Quarry bufou com diversão, olhando em volta para as cadeiras próximas.
“Quem vai ouvir? O Velho Cotterill é surdo como um poste e o General já está
meio morto. E por que você se importa, em qualquer caso, se a questão é tão
inocente quanto você sugere?” Os olhos de Quarry giraram para cravarem-se,
repentinamente inteligentes e penetrantes, em seu primo por afinidade.
“Eu não disse que era inocente,” replicou Gerald secamente, retomando sua
compostura. “Eu disse que eu declinei em aceitar.
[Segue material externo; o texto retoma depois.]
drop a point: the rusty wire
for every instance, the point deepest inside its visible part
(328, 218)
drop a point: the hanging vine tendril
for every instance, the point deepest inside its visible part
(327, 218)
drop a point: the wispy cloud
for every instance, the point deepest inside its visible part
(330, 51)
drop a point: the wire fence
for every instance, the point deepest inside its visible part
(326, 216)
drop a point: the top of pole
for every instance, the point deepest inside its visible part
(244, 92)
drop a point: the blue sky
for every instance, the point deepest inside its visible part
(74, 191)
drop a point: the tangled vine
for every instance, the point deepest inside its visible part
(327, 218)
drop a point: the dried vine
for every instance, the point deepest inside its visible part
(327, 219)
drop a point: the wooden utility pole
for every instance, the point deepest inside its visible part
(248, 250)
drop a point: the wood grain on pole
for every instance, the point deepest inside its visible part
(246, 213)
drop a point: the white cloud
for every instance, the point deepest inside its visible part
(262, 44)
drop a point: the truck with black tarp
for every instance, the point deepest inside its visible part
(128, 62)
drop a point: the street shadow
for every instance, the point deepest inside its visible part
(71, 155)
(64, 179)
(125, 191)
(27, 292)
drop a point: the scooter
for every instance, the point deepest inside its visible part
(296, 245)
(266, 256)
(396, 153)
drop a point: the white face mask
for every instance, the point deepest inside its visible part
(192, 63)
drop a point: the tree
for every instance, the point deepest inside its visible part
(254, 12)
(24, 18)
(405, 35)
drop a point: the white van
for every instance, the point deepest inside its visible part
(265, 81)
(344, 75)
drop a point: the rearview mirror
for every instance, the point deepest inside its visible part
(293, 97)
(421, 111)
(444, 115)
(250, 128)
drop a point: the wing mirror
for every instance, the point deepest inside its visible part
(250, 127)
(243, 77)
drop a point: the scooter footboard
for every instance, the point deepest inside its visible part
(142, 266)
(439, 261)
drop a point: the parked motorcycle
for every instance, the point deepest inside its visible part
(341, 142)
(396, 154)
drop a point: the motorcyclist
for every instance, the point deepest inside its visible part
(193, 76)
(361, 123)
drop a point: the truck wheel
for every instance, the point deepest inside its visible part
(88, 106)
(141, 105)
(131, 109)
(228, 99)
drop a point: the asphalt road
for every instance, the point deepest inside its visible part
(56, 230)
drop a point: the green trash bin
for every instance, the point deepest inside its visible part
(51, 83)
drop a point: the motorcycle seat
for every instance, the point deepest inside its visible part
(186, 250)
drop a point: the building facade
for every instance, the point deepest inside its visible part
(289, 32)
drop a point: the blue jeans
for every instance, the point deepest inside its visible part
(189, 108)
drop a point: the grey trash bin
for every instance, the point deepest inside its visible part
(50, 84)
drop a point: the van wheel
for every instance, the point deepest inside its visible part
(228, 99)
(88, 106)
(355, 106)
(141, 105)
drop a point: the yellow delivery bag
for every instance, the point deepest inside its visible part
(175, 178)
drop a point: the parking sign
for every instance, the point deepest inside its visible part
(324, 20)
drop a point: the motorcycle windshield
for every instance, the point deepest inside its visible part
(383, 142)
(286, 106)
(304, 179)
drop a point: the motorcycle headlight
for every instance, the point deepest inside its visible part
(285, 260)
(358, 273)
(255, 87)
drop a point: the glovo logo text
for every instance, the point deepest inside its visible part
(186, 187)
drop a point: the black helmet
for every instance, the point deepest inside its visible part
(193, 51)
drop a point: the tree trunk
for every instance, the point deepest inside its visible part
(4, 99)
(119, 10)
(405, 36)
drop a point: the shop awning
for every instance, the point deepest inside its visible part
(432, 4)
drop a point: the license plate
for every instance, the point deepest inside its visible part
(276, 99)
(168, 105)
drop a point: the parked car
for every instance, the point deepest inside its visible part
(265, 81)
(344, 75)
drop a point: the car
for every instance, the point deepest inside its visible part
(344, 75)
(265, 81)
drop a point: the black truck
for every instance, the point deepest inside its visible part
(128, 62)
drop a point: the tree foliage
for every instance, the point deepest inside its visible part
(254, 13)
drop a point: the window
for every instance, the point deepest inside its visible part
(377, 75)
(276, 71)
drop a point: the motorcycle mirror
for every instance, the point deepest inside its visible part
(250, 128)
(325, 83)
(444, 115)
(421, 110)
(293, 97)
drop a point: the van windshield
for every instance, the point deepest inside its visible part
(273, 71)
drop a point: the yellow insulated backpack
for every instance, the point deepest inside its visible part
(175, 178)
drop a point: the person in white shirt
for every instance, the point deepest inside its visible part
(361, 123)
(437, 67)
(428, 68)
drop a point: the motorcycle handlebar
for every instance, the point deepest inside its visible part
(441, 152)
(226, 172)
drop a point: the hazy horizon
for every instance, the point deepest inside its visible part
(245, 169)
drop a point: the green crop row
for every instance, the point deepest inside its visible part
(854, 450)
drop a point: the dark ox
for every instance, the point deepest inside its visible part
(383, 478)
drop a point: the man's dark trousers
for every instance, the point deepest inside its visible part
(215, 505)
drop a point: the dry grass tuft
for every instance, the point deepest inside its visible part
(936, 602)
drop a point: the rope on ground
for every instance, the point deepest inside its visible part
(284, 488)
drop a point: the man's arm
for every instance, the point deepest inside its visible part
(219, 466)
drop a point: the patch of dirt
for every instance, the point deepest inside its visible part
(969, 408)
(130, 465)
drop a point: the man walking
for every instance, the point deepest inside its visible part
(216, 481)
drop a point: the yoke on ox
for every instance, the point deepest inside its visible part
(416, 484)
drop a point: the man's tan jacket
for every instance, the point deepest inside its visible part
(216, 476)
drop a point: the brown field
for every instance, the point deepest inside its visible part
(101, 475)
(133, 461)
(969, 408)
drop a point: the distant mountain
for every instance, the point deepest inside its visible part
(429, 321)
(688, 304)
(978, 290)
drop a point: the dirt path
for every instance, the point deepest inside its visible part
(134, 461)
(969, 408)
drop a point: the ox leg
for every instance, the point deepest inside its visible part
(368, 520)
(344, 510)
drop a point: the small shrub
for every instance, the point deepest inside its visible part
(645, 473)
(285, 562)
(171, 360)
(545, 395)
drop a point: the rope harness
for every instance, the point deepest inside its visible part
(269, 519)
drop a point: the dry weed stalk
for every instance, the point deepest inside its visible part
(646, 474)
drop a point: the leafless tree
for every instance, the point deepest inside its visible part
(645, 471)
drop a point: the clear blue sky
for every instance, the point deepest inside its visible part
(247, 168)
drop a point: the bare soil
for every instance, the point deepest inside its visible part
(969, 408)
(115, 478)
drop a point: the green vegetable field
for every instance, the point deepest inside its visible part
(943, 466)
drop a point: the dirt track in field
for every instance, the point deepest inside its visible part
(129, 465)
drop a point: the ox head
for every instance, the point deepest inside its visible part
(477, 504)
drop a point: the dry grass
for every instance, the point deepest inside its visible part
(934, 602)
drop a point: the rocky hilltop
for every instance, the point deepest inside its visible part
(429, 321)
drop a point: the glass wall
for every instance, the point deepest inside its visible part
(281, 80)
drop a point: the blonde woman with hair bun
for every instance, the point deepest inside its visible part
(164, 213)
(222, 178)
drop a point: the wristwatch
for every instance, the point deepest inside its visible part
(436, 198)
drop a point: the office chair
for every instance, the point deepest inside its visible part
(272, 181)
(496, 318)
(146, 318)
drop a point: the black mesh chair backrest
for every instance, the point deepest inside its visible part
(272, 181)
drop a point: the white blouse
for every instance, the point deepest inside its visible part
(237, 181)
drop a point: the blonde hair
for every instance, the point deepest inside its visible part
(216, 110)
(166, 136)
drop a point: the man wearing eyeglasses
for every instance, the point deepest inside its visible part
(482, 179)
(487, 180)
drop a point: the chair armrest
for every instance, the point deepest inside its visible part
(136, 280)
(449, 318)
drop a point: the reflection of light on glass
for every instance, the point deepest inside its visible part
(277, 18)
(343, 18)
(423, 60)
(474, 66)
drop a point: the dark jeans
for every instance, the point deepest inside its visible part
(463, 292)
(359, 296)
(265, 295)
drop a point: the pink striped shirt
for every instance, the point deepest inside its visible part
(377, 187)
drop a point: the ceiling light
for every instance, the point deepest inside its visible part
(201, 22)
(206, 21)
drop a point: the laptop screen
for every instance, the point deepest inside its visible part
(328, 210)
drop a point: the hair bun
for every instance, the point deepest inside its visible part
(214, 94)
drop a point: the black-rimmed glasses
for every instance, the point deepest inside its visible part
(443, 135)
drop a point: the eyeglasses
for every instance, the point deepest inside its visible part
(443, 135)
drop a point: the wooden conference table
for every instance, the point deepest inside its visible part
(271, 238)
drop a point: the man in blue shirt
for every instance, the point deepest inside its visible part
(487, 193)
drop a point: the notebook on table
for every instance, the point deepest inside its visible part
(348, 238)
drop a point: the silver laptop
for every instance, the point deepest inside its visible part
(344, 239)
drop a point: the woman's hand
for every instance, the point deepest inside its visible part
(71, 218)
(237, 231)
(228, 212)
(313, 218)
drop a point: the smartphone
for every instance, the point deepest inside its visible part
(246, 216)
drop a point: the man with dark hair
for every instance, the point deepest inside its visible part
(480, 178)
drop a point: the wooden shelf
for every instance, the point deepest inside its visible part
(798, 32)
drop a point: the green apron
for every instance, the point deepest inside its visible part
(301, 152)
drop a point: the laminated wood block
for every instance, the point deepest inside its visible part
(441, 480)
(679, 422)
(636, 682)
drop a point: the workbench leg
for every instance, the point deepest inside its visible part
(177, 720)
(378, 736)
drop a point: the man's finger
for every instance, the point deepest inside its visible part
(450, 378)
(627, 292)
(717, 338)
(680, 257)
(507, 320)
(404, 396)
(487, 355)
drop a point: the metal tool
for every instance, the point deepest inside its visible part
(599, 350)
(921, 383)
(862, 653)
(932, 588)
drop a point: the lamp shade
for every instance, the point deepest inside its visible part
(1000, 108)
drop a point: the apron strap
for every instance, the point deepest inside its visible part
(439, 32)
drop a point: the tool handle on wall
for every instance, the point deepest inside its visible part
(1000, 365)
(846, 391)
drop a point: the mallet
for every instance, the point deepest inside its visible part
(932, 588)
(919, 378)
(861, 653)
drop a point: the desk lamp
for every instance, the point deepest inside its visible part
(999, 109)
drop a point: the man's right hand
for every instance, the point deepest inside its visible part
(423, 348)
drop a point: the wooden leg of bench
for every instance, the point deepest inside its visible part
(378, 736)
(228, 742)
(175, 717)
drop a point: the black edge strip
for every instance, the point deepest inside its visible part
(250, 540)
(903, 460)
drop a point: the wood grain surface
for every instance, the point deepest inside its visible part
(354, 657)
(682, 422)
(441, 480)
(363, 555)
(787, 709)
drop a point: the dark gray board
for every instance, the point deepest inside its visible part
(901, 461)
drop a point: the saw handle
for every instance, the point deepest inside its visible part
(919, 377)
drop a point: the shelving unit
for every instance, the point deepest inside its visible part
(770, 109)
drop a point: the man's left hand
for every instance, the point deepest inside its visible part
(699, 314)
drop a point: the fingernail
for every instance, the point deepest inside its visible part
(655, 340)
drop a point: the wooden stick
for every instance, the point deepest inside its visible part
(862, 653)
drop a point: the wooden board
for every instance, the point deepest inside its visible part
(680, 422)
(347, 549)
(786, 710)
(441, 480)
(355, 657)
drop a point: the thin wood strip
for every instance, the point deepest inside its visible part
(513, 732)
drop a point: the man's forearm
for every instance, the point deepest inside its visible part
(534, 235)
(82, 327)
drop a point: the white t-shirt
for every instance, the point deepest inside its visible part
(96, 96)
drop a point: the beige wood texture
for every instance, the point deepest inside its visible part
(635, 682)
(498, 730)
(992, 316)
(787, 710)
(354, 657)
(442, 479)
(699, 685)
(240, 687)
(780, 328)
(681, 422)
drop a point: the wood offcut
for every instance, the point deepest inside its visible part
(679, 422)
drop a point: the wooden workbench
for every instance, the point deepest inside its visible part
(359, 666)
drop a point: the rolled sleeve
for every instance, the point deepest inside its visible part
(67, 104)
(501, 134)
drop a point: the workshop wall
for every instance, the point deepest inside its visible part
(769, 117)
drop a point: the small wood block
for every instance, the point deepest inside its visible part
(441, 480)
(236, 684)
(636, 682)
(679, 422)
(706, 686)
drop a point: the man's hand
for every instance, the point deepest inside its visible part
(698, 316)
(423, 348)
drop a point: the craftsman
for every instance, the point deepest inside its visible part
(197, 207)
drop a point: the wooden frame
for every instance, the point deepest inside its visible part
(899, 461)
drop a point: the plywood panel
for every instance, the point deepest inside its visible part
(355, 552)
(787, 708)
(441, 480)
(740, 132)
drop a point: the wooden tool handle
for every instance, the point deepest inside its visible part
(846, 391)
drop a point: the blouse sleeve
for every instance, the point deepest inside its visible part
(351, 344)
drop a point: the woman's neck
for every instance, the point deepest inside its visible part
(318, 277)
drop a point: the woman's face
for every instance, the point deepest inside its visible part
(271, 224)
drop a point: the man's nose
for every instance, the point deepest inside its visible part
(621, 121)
E isso, Harry, é tudo que você
ouvirá sobre isso, portanto tire esse olhar inquiridor de cima de mim. Ele pode
funcionar em os seus subordinados, mas não em mim.”
Grey riu e, após um momento, Quarry juntou-se a ele. Ele bateu no ombro de
Gerald, os olhos cintilando.
“Meu primo é a alma da discrição, Lorde John. Mas isso é como deveria ser,
eh?”
“Eu tenho a honra de servir como secretário júnior do primeiro ministro,”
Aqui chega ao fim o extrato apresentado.